Child Poverty Act in 2010
The policy and legislative framework put into place by the New Labour government had cut poverty by around 1 million by the general election in 2010. However, periods of financial instability and the economic downturn brought a Tory-Lib Dem Coalition and a period of austerity. Yet further commitments were made by the Child Poverty Act in 2010, in which all parties aimed to reduce child poverty to one in ten children, or 1.3 million. Estimates by the Social Mobility and Child Poverty Commission (SMCPC) say that around 1 in 5 kids will live in relative or absolute poverty in 2020, at an approximate cost of £29 billion per year to the state. The Institute for Fiscal Studies proposed that across the country, there will be up to 5.1 million children living in poverty by 2022, at a 42% increase since 2010 which is ultimately a reversal of the previous reductions.
Growth in working poverty
As the gap between the wealthiest and the poorest in our country begins to widen amongst an atmosphere of political divide and disengagement, there is a need for change. Throughout history, there has been a perception that those living in poverty are unemployed, with policies often aiming to get people back to work. However, with zero-hour contracts, low minimum wages, and the cost of living consistently rising, we have seen a growth in working poverty. Evidence shows that six out of every ten children living in poverty are part of a low income working family. Child Tax Working Credits and other such personal allowances regarding taxation have meant that short-term relief results only in long term difficulties, with cuts to the benefits system and a failure to increase funds despite inflation. Policies continue to be propped up by stereotypical perceptions of what it is to be poor and yet compared to a decade ago, the experience of living in poverty is now much harsher.
In 2013, the government thought that universal credit would save the day, estimating that it would take 300, 000 children, out of poverty ‘at least’. In truth, the far-reaching effects of the benefit redesign are coming to light more and more each day, with an increasing number of people relying on food banks and charity to feed their families. Statistics have indicated that growing up in poverty is associated with poorer health and wellbeing, a lower life expectancy, and an increased risk of living in poverty as an adult. In fact, the Office of National Statistics reported that at just 22 months, a child’s pre-school development can be used to provide an estimation of their lives at 26.

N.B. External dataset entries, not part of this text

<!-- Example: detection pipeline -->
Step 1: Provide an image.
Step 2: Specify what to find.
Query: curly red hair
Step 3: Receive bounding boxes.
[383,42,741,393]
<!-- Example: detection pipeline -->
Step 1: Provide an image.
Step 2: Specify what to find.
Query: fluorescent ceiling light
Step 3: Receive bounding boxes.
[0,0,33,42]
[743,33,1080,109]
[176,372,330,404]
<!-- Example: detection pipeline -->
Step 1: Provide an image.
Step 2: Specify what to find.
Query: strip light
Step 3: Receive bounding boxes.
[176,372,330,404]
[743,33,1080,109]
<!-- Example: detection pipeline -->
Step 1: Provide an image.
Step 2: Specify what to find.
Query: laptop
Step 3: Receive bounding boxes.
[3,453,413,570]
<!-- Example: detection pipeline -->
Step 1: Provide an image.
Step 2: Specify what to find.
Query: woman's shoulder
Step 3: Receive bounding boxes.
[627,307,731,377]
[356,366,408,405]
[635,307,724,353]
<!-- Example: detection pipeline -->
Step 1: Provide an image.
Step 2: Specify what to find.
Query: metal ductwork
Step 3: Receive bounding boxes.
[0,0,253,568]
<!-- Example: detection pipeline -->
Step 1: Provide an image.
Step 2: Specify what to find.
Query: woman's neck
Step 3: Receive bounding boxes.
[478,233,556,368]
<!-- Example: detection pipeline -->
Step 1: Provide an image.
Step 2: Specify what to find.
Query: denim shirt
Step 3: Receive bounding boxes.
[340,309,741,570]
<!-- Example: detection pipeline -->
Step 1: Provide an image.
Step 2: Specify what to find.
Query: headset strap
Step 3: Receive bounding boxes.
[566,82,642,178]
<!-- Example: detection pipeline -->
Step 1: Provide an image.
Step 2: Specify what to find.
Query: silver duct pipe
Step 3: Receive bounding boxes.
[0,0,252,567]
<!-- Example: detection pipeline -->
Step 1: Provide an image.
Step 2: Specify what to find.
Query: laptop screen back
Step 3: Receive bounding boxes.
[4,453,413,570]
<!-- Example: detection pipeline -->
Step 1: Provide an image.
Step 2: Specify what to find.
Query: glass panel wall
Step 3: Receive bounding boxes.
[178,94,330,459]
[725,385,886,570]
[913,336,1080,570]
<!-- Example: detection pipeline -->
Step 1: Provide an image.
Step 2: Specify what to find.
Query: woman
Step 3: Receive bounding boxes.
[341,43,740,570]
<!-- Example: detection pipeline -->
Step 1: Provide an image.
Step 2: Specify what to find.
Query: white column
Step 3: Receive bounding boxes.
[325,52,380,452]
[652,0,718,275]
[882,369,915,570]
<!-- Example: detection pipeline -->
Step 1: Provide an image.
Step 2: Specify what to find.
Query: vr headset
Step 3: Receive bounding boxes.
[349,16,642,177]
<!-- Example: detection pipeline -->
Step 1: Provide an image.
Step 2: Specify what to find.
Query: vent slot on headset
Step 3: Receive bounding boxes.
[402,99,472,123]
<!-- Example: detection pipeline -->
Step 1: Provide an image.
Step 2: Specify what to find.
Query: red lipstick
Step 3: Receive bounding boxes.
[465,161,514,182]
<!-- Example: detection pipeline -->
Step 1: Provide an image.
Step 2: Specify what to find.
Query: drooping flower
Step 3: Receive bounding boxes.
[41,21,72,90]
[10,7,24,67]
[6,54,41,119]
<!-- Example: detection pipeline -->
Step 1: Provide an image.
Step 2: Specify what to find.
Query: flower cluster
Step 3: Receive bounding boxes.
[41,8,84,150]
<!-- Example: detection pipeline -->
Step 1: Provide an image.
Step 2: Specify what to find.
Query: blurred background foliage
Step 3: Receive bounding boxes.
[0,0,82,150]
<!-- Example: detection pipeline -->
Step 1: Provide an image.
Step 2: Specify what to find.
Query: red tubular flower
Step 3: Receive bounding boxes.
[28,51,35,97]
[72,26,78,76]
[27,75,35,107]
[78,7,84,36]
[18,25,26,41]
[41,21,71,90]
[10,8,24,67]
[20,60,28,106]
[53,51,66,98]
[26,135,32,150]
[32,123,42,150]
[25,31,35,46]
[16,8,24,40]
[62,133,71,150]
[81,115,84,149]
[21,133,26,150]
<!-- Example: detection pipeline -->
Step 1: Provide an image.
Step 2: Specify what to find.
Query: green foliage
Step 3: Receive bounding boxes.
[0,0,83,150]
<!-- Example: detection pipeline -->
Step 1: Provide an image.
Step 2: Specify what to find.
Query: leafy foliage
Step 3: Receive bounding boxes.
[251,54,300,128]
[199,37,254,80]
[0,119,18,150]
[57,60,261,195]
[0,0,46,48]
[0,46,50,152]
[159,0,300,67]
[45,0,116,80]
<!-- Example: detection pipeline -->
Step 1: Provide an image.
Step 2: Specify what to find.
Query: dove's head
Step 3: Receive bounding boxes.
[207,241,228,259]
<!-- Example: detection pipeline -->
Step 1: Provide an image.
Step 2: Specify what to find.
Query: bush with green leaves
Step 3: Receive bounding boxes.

Equipping young minds with the skills they need to succeed.
Education and equipping young minds with the skills they need to succeed is thought to be the effective way of promoting social mobility and ending the cycle of disadvantage. However, children who are eligible for free school meals underperform at each stage. Children from low-income households are less likely to succeed at primary, are significantly less likely to achieve 5 A*-C GCSEs and are less likely to go onto higher education. However, despite Free School Meals often being used as an indicator of low income, half a million of the children who are classed as living below the poverty line are not actually entitled to receive this support. Moreover, one out of ten are living in a household that is unable to afford to heat their home effectively and a report by UNICEF stated that one in five children in the UK suffer from food insecurity.
Since 2000 and the heady dreams of an idealistic equal future, several social policies have aimed to address the divisive and increasing effects of inequality in the UK. However, there have been significant barriers to their effective implementation. Revising measures and changing definitions might make the statistics look better, but it will not address the lived experience and a failure to prioritise child poverty continues to widen the gap. Recently, experts have proposed that there is now no singular policy measure that could be put into place that would make the eradication of child poverty a possibility. Instead, there is a distinct need to recognise the complex and multi-dimensional nature of it and combat it with measures that are equally multi-faceted.
Was the government pledge ever truly realistic?
Perhaps. It was always going to be difficult, and it could be said that those in power have been attempting to alleviate poverty for years, with little success. A focus on the cycle of poverty, the ridiculous idea that poverty is a choice, and the misguided meritocratic dream proposing that our position in life is only dependent on our skills and merits have yet to prove fruitful. The same rehashed policies focusing on the individual have yet to be successful. Perhaps it is time for the State to recognise that expenditure on policies that aim to improve children’s lives is ultimately an investment in the future of our country.